SPEECH BIOMARKER | INTERSPEECH 2023

Providing interpretable insights for neurological speech and cognitive disorders from interactive serious games

M. Zusag, L. Wagner

We propose an automated pipeline for robustly identifying neurological disorders from interactive therapeutic exercises, which are gathered via the mobile therapy app myReha. The app captures speech and cognitive parameters from over 30.000 tasks in various scenarios. Users get immediate and highly accurate feedback for pronunciation and coherency for language tasks, while voice recordings are fed to a feature extraction pipeline in the backend. These features are then used to construct speech characteristics, which are highly indicative of different neurological disorders, such as acquired aphasia after stroke. The data is visually presented in a web application nyra.insights, which allows medical professionals to quickly derive recommendations for treatment and closely monitor outcomes. During the Show and Tell session, users can experiment with the interactive myReha app and experience the real-time speech analysis capabilities via the nyra.insights web platform.

EFFECTIVENESS | ECNR 2023

Real world data analysis Tablet-based cognitive neurorehabilitation in the outpatient care of patients after brain injury.
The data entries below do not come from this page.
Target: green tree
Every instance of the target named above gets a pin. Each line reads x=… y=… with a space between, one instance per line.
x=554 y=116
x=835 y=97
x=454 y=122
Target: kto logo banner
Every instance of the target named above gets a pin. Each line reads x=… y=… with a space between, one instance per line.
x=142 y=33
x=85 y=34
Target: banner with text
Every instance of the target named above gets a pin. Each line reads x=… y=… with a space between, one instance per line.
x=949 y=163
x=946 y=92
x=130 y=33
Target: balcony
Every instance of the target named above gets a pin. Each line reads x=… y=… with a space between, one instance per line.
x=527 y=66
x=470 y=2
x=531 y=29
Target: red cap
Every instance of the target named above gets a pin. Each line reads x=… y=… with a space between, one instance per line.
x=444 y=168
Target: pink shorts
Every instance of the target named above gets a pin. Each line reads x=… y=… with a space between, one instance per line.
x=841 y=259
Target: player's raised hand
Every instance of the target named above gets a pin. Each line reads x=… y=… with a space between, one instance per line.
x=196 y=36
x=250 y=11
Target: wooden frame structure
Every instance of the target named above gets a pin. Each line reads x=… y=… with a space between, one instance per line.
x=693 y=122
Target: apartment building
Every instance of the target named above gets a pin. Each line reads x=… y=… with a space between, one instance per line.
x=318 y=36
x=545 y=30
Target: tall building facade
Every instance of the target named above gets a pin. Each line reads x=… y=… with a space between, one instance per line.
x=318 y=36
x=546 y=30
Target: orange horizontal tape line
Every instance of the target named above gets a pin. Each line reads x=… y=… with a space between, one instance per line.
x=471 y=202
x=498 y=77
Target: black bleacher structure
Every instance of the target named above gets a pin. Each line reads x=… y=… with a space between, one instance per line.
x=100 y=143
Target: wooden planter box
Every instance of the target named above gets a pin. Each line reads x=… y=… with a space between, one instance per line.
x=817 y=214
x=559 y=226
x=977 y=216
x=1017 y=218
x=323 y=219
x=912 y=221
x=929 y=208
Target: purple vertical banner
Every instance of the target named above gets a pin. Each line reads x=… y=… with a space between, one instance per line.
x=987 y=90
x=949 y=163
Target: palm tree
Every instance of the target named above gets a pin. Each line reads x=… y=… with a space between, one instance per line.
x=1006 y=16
T. Bloder, P. Schöllauf, M. Zusag, L. Wagner, M. Müller-Mezin, C. Stepan

Cognitive impairments such as aphasia, attention, memory, or perception disorders are very common symptoms of neurological diseases after brain damage. Since patients need individual therapy plans and a high intensity of therapy in neurorehabilitation, the use of digital rehabilitation tools is seen as having great potential. This study evaluates the effectiveness of digital speech and cognitive therapy within a real-world mobile health data set using the digital neurorehab platform myReha. With this tablet app, patients receive customized exercise plans through artificial intelligence from a large catalog of over 35 language and cognition exercises with over 30,000 examples. These exercise plans can be used independently by patients both in the clinic and on an outpatient basis. This study includes real world data from 183 patients with cognitive deficits following brain injury more than four weeks ago who trained with the myReha app for 60 days. This study evaluated the efficacy of this form of therapy using the myReha app. The results demonstrated a significant enhancement in all evaluated speech and cognitive abilities over the intervention period.

EFFECTIVENESS | ÖGN 2023

Tablet-based cognitive neurorehabilitation in the outpatient care of patients after brain injury

P. Schöllauf, M. Zusag, T. Bloder, L. Wagner, M. Cekolj, M. Müller-Mezin, A. Calleja-Dincer, C. Stepan

Individual therapy plans and high therapy intensity have been proven to be effective in the rehabilitation of cognitive deficits such as language. Computer-based therapy programs can achieve the necessary intensity and thus increase the effectiveness of therapy. Recent studies show the great benefit of digital and telerehabilitative interventions in patients with neurological disorders. Usage of myReha in an outpatient environment demonstrated efficacy for patients suffering from brain injuries, exhibiting significant enhancements across all evaluated therapeutic domains.

FEASIBILITY | ECNR 2023

Feasibility Study of Digital Neurorehabilitation for Language and Cognitive Impairment in Patients with Brain Damage

P. Schoellauf, M. Mueller-Mezin, S. Poell, M. Muellner, S. Gagl, T. Bloder, M. Zusag, L. Wagner, Christoph Stepan

Cognitive and language impairments are common sequelae in patients who have experienced brain damage. Traditional rehabilitation methods often require intensive, long-term care, which may not be feasible for all patients due to geographical, financial, or time constraints. However, its effectiveness in real-world settings remains under-explored. Digital neurorehabilitation with myReha, facilitated by technology-based interventions, has the potential to improve accessibility and personalization of therapeutic strategies.